Tim is Editor of routeone and has worked in both the coach and bus and haulage industries.


DfT permit response avoids non-commercial

New, flexible short-distance exemption to come; otherwise, JR awaited before guidance is issued

From October a theoretical 10-mile exemption for permit holders coming

The Department for Transport (DfT) has issued a response to its consultation into the use of Section 19 and Section 22 permits – but it has shied away from issuing any guidance on the contentious non-commercial exemption that is at the centre of an ongoing Judicial Review (JR).

The document reveals that from October, legislation will be introduced formalising a theoretical 10-mile exemption for permit holders to the requirement to hold an O-Licence.
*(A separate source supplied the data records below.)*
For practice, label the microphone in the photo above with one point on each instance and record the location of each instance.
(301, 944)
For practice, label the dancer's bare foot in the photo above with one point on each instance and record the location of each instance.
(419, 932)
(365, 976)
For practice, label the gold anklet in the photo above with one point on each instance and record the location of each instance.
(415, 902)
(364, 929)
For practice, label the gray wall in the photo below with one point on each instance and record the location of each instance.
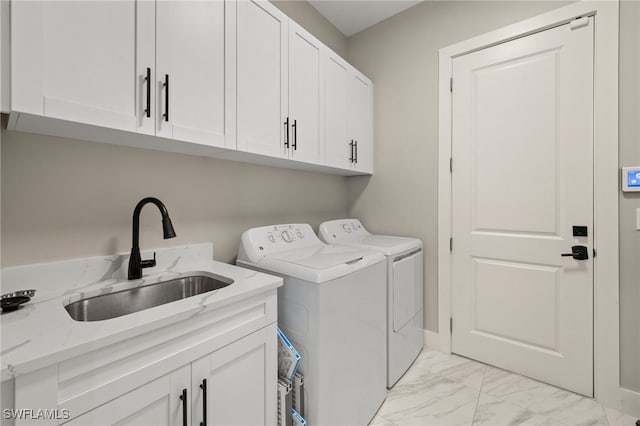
(629, 202)
(311, 20)
(64, 199)
(400, 55)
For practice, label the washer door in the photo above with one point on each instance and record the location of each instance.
(407, 288)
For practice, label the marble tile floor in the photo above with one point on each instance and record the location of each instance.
(448, 390)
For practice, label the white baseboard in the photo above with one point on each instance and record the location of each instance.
(431, 340)
(630, 401)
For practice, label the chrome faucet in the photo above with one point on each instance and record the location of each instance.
(135, 263)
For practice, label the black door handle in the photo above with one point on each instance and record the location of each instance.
(295, 134)
(203, 386)
(286, 133)
(355, 159)
(578, 253)
(351, 145)
(147, 111)
(183, 398)
(166, 97)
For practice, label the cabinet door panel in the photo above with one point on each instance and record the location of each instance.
(76, 61)
(190, 49)
(155, 404)
(304, 94)
(261, 77)
(336, 132)
(241, 382)
(361, 119)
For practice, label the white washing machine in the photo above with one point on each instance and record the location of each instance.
(405, 336)
(332, 309)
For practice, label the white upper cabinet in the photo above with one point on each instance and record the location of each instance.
(337, 145)
(348, 119)
(360, 119)
(224, 78)
(190, 74)
(262, 32)
(77, 60)
(305, 81)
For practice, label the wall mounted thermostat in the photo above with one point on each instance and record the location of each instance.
(631, 179)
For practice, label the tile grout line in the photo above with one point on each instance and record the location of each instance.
(475, 411)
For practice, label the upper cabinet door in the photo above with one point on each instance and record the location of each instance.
(77, 61)
(261, 78)
(337, 145)
(190, 75)
(360, 103)
(304, 95)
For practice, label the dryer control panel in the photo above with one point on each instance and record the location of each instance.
(337, 230)
(266, 240)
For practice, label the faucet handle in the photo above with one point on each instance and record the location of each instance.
(149, 263)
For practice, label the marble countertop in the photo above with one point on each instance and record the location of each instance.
(42, 333)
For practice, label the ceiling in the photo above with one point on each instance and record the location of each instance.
(353, 16)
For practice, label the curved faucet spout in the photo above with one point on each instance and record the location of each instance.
(135, 262)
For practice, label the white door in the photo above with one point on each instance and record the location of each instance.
(79, 61)
(241, 381)
(190, 54)
(304, 95)
(360, 116)
(337, 146)
(157, 403)
(262, 34)
(522, 179)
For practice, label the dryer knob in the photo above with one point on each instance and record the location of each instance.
(286, 237)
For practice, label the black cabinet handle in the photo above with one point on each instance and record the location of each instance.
(147, 111)
(351, 146)
(355, 159)
(166, 97)
(183, 398)
(203, 386)
(286, 133)
(295, 134)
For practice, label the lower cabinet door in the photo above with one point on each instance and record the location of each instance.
(156, 403)
(239, 381)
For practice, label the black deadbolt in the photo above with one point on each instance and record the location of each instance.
(580, 231)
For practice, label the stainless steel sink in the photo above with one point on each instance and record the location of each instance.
(124, 302)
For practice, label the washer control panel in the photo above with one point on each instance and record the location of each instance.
(338, 229)
(278, 238)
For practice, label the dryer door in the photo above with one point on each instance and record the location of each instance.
(407, 288)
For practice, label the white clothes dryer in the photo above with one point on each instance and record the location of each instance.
(332, 309)
(405, 336)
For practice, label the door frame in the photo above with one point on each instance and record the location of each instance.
(606, 361)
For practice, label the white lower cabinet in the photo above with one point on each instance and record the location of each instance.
(237, 383)
(157, 403)
(218, 367)
(236, 380)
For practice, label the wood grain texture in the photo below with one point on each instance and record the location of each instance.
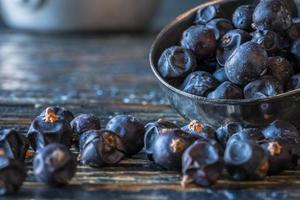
(105, 75)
DfT says that responses relating to the non-commercial aspect were divided, with some arguing that ‘not-for-profit’ does not automatically mean ‘non-commercial’.

That is at the heart of the JR, which has been secured by the Bus and Coach Association. As a result, DfT “will not be making any further statements or providing any guidance on the ‘non-commercial’ exemption” until the JR is heard.

While a suggested 10-mile exemption was earlier greeted with scorn by community transport organisations (CTOs) in rural areas, the response clarifies that the figure is not set in stone.

Instead, rural CTOs will be able to make the case that ‘short distance’ constitutes more than 10 miles. Additionally, permit holders will be able to choose whether the use of a radius or a straight-line measurement suits them best.

In a letter to Community Transport Association members seen by routeone, Chief Executive Bill Freeman describes the flexibility in the definition of short-distance as “crucial.”

Mr Freeman adds: “The emphasis on treating every case on its own merits and allowing a degree of discretion for local circumstances are to be welcomed. We hope that carries through into how the non-commercial exemptions are treated once the High Court reaches its view.

“We are pleased to see [Transport Minister Nusrat Ghani] restating… that it would be premature for any local authority to end or withhold community transport contracts.”

CTA will carry out further analysis of the short-distance exemption and test its applicability in different scenarios. It hopes that permit holders that may no longer be able to take advantage of the non-commercial exemption will instead be able to utilise the short-distance rule.

Additionally, DfT intends to carry out a review of the current domestic permit regime to examine whether it remains fit for purpose and whether it provides the correct balance for the sector.

That is likely to include a review of permit-issuing bodies and whether there should be limits on the size of operations.